I'm using python-weka-wrapper3. I have just loaded an arff dataset
kc1_class_arff = arff_loader(DATA_PATH, "/kc1_class.arff")
The last column of this dataset is named NUMDEFECTS
and contains float.
I need this column to be renamed as DEFECTS
and be turned to integers:
The function arff_loader is the following:
def arff_loader(DATA_PATH, file_name):
data = loader.load_file(DATA_PATH + file_name)
data.class_is_last()
return data
You can achieve this by creating a short filter pipeline:
For renaming the attribute, you can use the RenameAttribute filter.
For turning the numeric attribute into an indicator attribute, you can use the MathExpression filter.
For combining multiple filters, use MultiFilter.
Assuming an input file like:
@relation defects
@attribute x1 numeric
@attribute x2 numeric
@attribute NUMDEFECTS numeric
@data
0,1,12.0
1,1,25.1
0,0,5.0
1,0,0.0
-1,0,-10.0
You can apply this python-weka-wrapper3 code:
import weka.core.jvm as jvm
from weka.core.converters import load_any_file
from weka.filters import Filter, MultiFilter
jvm.start()
# load data
data = load_any_file("./defects.arff")
# rename
rename = Filter(classname="weka.filters.unsupervised.attribute.RenameAttribute",
options=["-find", "NUMDEFECTS", "-replace", "DEFECTS"])
# float -> indicator
# NB: class attribute must unset for this filter to work!

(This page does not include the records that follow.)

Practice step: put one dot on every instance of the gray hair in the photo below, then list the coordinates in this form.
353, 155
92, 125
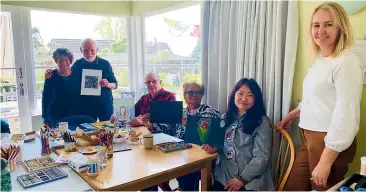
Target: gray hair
201, 86
87, 40
157, 77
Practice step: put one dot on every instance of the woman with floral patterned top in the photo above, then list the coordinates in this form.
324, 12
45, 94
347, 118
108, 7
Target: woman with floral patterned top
193, 93
244, 158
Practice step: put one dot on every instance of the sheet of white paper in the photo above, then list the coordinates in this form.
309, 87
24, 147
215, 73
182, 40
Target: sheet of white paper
90, 82
164, 138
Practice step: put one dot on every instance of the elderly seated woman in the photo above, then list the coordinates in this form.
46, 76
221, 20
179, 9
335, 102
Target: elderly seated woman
193, 93
56, 99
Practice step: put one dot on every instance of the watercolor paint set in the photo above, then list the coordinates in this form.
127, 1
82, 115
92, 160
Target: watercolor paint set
41, 177
39, 163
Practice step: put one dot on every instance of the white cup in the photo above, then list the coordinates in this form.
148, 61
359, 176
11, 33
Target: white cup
63, 127
148, 141
363, 166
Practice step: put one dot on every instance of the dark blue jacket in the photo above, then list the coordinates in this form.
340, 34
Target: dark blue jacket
56, 97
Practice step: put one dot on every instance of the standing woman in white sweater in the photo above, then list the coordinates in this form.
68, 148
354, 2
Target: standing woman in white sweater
330, 108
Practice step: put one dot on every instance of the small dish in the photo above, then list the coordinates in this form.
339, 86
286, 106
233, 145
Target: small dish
29, 136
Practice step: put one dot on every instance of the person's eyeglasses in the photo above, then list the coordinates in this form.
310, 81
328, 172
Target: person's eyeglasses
89, 50
193, 93
153, 82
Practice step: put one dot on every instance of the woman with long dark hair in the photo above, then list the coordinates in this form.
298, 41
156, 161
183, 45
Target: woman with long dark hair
244, 158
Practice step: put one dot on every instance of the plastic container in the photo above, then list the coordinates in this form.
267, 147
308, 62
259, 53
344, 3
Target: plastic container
5, 176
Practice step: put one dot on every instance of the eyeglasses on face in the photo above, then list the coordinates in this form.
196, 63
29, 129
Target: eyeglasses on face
193, 93
153, 82
89, 50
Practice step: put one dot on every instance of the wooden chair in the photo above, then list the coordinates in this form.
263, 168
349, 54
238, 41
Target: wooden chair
283, 152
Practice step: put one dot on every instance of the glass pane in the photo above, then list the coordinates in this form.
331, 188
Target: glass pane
110, 34
8, 85
174, 37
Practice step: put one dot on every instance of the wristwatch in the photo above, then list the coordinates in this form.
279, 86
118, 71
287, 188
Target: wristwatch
242, 179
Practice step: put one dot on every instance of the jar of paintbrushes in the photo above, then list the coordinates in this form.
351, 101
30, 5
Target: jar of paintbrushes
9, 154
106, 141
69, 142
45, 141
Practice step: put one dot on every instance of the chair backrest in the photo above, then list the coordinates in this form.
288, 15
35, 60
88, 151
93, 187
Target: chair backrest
282, 156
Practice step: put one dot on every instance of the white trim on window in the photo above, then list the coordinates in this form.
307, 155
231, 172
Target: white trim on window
137, 59
173, 8
18, 18
29, 58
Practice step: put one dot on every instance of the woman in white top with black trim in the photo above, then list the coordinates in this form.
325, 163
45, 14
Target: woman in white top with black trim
330, 108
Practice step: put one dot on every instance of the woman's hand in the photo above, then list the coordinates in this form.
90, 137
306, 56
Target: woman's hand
320, 174
234, 185
145, 118
184, 121
48, 74
209, 149
286, 122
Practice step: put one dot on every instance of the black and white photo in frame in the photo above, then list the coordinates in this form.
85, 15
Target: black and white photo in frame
90, 82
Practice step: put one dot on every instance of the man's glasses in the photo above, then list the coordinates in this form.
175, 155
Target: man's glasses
89, 50
153, 82
193, 93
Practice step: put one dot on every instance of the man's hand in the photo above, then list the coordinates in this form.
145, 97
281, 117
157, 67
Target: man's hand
320, 174
209, 149
103, 83
234, 185
48, 73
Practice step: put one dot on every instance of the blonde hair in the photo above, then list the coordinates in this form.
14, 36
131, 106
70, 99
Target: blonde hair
341, 21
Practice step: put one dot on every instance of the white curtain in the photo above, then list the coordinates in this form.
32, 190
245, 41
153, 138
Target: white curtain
253, 39
6, 42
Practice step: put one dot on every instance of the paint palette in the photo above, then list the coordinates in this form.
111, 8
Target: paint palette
41, 177
39, 163
169, 147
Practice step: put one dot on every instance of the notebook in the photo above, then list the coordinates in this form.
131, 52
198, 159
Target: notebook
204, 130
170, 112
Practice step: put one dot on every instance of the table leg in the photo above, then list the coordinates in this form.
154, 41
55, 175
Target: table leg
206, 176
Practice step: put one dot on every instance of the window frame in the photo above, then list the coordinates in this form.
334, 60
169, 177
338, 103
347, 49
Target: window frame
143, 30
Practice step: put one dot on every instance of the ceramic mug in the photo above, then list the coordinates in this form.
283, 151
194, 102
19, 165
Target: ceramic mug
148, 141
92, 167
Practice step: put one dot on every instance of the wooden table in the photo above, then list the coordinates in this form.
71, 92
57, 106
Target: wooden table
140, 168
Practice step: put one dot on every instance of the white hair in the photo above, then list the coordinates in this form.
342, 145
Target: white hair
87, 40
157, 77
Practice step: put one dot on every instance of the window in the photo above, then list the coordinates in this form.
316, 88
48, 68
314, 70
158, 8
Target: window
8, 89
173, 47
52, 30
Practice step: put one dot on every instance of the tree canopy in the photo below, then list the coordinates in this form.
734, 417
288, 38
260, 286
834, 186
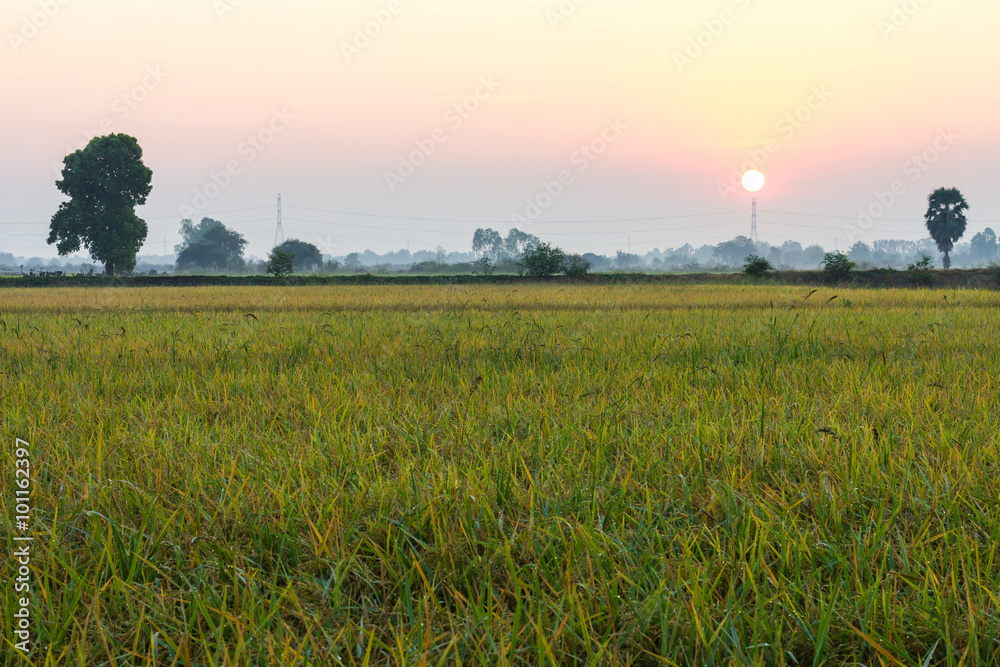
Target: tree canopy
946, 220
105, 181
209, 245
306, 256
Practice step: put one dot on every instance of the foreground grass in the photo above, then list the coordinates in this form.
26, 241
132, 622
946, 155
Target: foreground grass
487, 475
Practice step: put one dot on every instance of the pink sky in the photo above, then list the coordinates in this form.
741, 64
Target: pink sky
883, 85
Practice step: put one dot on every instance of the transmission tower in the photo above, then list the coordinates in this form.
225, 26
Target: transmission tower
279, 233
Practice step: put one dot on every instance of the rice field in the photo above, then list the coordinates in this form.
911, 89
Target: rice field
505, 475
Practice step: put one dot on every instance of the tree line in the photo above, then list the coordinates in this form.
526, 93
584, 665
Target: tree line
106, 180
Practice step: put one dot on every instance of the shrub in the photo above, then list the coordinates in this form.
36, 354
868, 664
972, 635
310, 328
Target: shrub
280, 263
922, 272
575, 265
838, 266
542, 259
485, 266
757, 267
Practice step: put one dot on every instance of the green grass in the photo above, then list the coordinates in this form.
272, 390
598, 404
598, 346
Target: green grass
494, 475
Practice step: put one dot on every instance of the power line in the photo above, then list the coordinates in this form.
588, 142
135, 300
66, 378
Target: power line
506, 222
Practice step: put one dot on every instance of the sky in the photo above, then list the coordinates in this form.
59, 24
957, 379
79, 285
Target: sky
597, 125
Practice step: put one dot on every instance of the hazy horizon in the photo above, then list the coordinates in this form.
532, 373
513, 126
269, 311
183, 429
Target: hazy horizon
838, 105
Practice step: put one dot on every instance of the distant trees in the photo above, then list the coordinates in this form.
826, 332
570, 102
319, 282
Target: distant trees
757, 267
984, 246
733, 253
945, 219
489, 243
105, 181
209, 245
280, 263
306, 256
542, 260
837, 266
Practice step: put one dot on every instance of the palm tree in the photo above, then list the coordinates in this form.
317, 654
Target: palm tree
945, 218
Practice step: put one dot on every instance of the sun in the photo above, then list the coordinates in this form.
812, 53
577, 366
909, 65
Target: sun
753, 181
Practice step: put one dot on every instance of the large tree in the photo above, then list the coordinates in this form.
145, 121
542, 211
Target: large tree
734, 252
209, 245
307, 257
945, 219
105, 182
487, 243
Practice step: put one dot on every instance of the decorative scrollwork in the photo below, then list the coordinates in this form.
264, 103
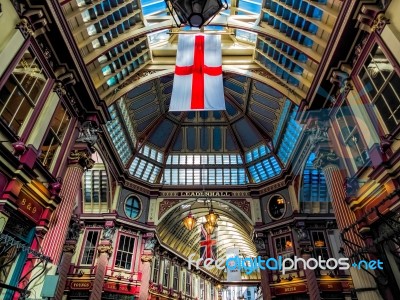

indicator = Filter(classname="weka.filters.unsupervised.attribute.MathExpression",
options=["-E", "ifelse(A < 0, 1, ifelse(A > 0, 1, 0))", "-R", "last", "-V"])
multi = MultiFilter()
multi.filters = [rename, indicator]
multi.inputformat(data)
filtered = multi.filter(data)
filtered.relationname = data.relationname
print(filtered)
jvm.stop()
And you will get something like this:
@relation defects
@attribute x1 numeric
@attribute x2 numeric
@attribute DEFECTS numeric
@data
0,1,1
1,1,1
0,0,1
1,0,0
-1,0,1
Once you have obtained the filtered data, you can set the class attribute and return it in your arff_loader
method.